4. A classic in translation. Any book originally written published in a language other than your native language. Feel free to read the book in your language or the original language. (You can also read books in translation for any of the other categories). Something by Chekhov.
5. A classic published before 1800. Plays and epic poems are acceptable in this category also. The Castle of Ontranto, Horace Walpole.
6. An romance classic. I’m pretty flexible here about the definition of romance. It can have a happy ending or a sad ending, as long as there is a strong romantic element to the plot. Mathilda, Mary Wollstonecraft Shelley.
7. A Gothic or horror classic. For a good definition of what makes a book Gothic, and an excellent list of possible reads, please see this list on Goodreads. Zofloya, Charlotte Dacre.
8. A classic with a number in the title. Examples include A Tale of Two Cities, Three Men in a Boat, The Nine Tailors, Henry V, Fahrenheit 451, etc. Twelve Years a Salve, Solomon Northrup.
9. A classic about an animal or which includes the name of an animal in the title. It an actual animal or a metaphor, or just the name. Examples include To Kill a Mockingbird, Of Mice and Men, The Metamorphosis, White Fang, etc. The Hound of the Baskervilles, Arthur Conan Doyle.
10. A classic set in a place you’d like to visit. It can be real or imaginary: The Wizard of Oz, Down and Out in Paris and London, Death on the Nile, etc. The Beautiful and the Damned, F. Scott Fitzgerald. Because who doesn’t want to be part of the glitz and glamour of NYC’s upper crust in the 1920s!
11. An award-winning classic. It could be the Newbery award, the Prix Goncourt, the Pulitzer Prize, the James Tait Award, etc. Any award, just mention in your blog post what award your choice received. This one has me stumped so I plan on seeing what everyone else chooses. Lol.
12. A Russian Classic. 2017 will be the 100th anniversary of the Russian Revolution, so read a classic by any Russian author. The Gambler, Fyodor Dostoyevsky.
And now, the rest of the rules:
- All books must be read in 2017. Books started before January 1, 2017 do not qualify. All reviews must be linked to this challenge by December 31, 2017. I’ll post links each category the first week of January which will be featured on a sidebar on this blog for the entire year.
- You must also post a wrap-up review and link it to the challenge no later than December 31, 2017. Please include links within your final wrap-up to that I can easily confirm all your categories.
- All books must have been written at least 50 years ago; therefore, books must have been written by 1967 to qualify for this challenge.

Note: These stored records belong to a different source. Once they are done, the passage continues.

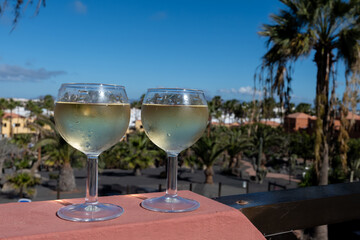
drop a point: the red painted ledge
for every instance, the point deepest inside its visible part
(213, 220)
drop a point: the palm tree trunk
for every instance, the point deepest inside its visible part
(209, 173)
(324, 61)
(67, 178)
(36, 165)
(11, 128)
(2, 160)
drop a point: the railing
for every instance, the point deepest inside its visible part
(282, 211)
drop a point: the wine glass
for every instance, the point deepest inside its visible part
(173, 119)
(91, 117)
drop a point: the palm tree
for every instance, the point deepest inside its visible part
(208, 149)
(327, 28)
(330, 29)
(25, 182)
(47, 102)
(58, 152)
(236, 144)
(6, 150)
(34, 108)
(11, 105)
(264, 141)
(3, 106)
(138, 155)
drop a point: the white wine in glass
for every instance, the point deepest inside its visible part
(91, 118)
(173, 119)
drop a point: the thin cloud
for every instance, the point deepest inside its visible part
(80, 7)
(14, 73)
(158, 16)
(241, 91)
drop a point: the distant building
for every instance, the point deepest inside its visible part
(304, 122)
(19, 125)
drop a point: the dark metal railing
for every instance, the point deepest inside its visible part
(286, 210)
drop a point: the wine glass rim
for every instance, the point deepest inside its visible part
(174, 90)
(91, 84)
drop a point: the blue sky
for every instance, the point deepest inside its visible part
(208, 45)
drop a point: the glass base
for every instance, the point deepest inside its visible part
(170, 204)
(87, 212)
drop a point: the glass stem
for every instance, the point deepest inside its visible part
(171, 167)
(92, 180)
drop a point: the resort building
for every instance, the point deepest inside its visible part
(15, 124)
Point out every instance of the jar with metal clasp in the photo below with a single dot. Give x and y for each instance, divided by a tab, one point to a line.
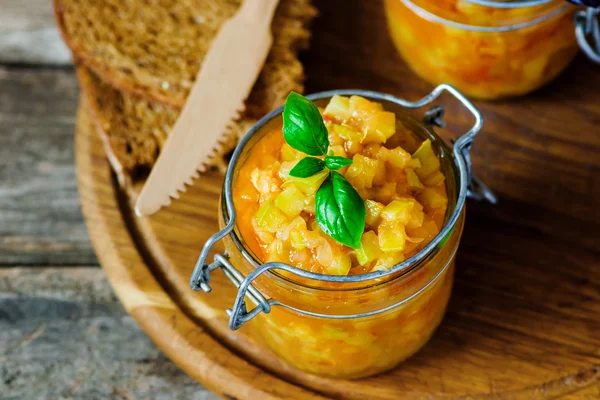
348	326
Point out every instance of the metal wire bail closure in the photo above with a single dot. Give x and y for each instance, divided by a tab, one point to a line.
588	24
469	186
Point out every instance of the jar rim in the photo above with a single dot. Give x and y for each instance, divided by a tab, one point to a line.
458	165
428	15
509	3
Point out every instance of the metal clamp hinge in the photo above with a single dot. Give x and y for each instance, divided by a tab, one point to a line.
587	24
476	189
239	314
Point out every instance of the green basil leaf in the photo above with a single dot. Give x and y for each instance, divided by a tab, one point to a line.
303	126
307	167
340	210
336	162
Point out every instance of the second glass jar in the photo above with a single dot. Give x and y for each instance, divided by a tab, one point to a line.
486	49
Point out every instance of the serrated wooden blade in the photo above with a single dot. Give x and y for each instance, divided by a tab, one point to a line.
229	71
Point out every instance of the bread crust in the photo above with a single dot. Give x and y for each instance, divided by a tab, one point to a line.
282	73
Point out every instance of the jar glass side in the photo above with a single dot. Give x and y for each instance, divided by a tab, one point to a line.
404	309
363	346
485	64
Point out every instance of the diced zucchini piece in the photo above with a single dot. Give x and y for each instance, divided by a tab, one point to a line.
362	171
397	157
433	198
270	218
291	201
369	248
308	186
434	179
398	211
338	107
373	212
388	260
392	237
379	127
340	265
347	133
413	180
429	160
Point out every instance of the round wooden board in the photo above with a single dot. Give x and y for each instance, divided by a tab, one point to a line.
524	319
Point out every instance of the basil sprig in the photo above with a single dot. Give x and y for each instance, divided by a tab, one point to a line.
307	167
340	211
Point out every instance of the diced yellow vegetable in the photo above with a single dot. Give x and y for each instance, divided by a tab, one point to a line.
338	107
296	224
413	180
379	127
397	157
312	239
434	179
264	180
380	174
308	186
392	237
359	106
362	171
340	265
324	254
432	198
398	211
369	249
388	260
291	201
387	193
297	240
353	147
347	133
373	212
270	218
429	160
416	218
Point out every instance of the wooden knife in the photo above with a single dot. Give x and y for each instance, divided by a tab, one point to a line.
228	73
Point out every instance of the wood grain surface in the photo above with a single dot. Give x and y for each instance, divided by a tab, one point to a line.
40	219
61	327
63	334
523	320
28	34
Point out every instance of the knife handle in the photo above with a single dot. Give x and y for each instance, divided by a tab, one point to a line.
257	10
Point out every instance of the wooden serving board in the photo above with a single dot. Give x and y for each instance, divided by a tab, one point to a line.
524	319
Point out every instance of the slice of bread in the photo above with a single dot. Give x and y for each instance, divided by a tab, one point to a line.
154	49
133	130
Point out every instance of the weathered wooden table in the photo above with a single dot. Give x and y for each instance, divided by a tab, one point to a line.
63	334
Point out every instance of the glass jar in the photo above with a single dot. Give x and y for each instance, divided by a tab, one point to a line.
347	326
486	48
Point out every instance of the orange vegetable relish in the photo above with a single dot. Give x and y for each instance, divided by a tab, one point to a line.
405	196
406	202
487	65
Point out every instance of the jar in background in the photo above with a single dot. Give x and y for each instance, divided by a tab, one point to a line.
485	48
346	326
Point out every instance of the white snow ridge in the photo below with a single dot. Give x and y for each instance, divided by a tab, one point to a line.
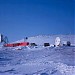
39	60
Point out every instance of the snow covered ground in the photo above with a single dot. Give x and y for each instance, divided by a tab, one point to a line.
41	60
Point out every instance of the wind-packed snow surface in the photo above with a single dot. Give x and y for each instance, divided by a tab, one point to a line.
40	60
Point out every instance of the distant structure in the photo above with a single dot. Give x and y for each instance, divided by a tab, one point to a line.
57	42
3	39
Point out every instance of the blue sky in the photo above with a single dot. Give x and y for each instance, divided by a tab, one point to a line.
21	18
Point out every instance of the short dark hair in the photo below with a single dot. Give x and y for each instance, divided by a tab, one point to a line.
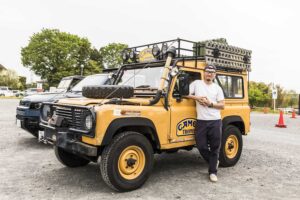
211	67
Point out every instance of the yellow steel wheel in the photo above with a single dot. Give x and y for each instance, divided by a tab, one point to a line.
231	146
131	162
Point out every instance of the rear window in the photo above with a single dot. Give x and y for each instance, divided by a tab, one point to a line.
232	86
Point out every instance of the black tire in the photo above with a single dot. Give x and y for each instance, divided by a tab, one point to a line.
69	159
107	91
112	157
231	151
170	151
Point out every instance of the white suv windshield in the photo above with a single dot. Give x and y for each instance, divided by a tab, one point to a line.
64	84
147	77
91	80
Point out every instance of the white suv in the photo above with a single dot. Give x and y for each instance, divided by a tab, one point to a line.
5	91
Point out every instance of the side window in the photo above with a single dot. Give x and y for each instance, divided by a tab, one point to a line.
231	85
192	76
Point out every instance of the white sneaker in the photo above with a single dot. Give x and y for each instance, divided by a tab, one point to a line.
213	177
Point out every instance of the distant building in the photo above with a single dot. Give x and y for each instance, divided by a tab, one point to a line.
2	68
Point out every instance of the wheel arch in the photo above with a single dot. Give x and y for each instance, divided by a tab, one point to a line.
236	121
137	124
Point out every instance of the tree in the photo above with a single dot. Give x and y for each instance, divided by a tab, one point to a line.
10	79
52	55
111	55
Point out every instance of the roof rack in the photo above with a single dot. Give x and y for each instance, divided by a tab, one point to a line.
219	53
216	51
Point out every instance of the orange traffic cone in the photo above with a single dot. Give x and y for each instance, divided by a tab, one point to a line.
280	121
293	114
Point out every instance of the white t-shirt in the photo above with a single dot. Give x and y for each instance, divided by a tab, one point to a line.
213	92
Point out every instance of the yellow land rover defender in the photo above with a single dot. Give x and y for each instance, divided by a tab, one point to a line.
145	111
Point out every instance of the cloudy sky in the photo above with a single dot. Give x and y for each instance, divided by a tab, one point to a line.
269	28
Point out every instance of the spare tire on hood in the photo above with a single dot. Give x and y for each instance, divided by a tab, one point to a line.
107	91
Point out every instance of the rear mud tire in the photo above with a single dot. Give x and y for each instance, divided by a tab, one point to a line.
113	170
107	91
231	148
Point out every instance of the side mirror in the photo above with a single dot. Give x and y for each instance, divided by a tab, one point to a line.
183	84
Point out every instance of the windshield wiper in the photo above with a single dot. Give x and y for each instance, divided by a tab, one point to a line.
143	86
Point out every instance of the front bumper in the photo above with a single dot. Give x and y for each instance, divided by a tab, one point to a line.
30	117
65	139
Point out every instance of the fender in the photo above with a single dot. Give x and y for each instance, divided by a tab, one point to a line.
117	124
235	120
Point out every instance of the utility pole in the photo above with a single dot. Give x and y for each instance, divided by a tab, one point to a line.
81	71
274	96
299	105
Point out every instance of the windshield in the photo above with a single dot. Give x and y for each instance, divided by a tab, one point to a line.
64	84
147	77
91	80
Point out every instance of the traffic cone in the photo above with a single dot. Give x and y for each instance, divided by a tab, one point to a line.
293	114
280	121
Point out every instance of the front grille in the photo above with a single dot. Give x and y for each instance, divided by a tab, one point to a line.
24	103
75	116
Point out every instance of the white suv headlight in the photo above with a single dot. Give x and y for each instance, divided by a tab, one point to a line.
46	112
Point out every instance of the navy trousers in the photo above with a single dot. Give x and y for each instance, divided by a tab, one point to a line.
208	136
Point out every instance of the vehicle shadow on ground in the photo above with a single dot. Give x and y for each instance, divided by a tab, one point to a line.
33	143
88	178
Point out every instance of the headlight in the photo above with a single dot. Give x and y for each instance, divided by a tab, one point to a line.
125	55
89	122
46	112
35	105
155	51
164	49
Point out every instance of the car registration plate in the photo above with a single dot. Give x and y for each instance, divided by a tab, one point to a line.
41	135
18	123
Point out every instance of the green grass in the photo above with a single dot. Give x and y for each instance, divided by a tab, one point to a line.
2	97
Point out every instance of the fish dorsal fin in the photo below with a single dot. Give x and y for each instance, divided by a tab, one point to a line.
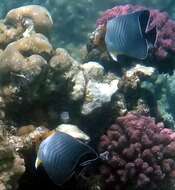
144	17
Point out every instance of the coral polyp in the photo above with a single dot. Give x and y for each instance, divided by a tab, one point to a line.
141	154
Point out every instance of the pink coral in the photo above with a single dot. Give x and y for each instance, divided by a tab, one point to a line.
141	154
165	27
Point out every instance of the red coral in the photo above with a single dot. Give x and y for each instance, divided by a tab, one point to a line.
141	154
165	26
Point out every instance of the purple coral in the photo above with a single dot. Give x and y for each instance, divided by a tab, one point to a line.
165	26
141	154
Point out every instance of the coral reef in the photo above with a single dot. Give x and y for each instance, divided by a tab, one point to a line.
12	165
141	154
42	87
165	43
164	84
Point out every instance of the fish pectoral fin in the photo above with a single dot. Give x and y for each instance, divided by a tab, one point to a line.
113	56
151	36
38	162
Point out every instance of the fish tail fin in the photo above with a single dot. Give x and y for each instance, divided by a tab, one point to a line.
151	36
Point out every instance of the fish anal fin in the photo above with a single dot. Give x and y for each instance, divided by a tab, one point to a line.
151	36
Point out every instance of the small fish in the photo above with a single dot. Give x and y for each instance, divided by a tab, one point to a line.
74	131
128	35
65	117
62	156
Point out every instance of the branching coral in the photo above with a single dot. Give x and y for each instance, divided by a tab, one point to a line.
141	154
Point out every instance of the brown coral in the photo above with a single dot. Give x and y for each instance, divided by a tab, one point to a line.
40	17
11	167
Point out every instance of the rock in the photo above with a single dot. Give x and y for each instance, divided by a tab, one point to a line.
12	165
39	16
98	94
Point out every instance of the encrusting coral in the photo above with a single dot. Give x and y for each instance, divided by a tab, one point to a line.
141	154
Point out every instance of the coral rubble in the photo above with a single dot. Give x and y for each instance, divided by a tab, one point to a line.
141	154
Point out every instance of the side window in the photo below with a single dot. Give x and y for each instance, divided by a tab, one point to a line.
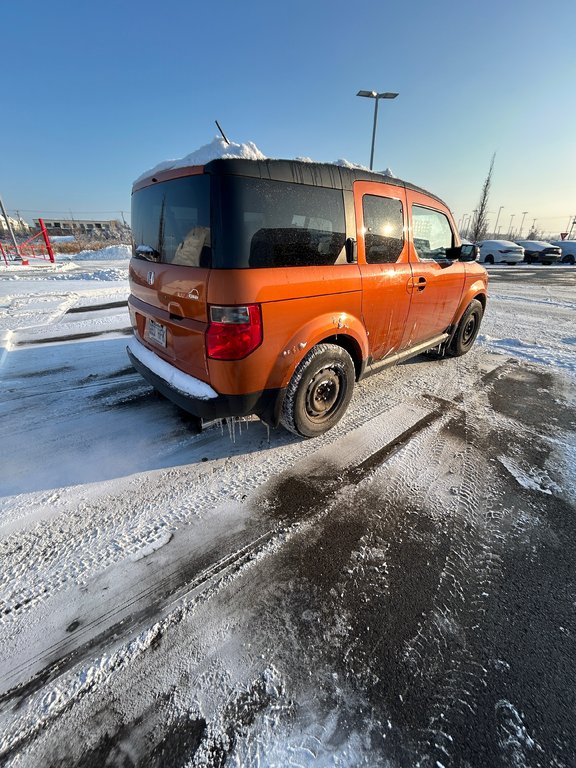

The ONLY exceptions are books published posthumously.
- E-books and audiobooks are eligible! You may also count books that you read for other challenges.
- Books may NOT cross over within this challenge. You must read a different book for EACH category, or it doesn’t count.
- Children’s classics are acceptable, but please, no more than 3 total for the challenge.
- If you do not have a blog, you may link to reviews on Goodreads or any other publicly accessible online format.
- The deadline to sign up for the challenge is March 1, 2017. After that, I will close the link and you’ll have to wait until the next year! Please include a link to your original sign-up post, not your blog URL.
- You do NOT have to list all the books you’re going to read for the challenge in your sign-up post, but it’s more fun if you do! Of course, you can change your list any time. Books may also be read in any order.
- The winner will be announced on this blog the first week of January, 2018. All qualifying participants will receive one or more entries, depending on the number of categories completed. One winner will be selected at random for all qualifying entries. The winner will receive a gift certificate in the amount of $30 (US currency) from either Amazon.com OR $30 worth of books from The Book Depository. The winner MUST live in a country that will receive shipments from one or the other. For a list of countries that receive shipments from The Book Depository, click here.
Obviously I reserve the right to change my mind and substitute other titles for those listed above, blah blah blah. I would love to hear some of the titles other people are planning to read for this challenge!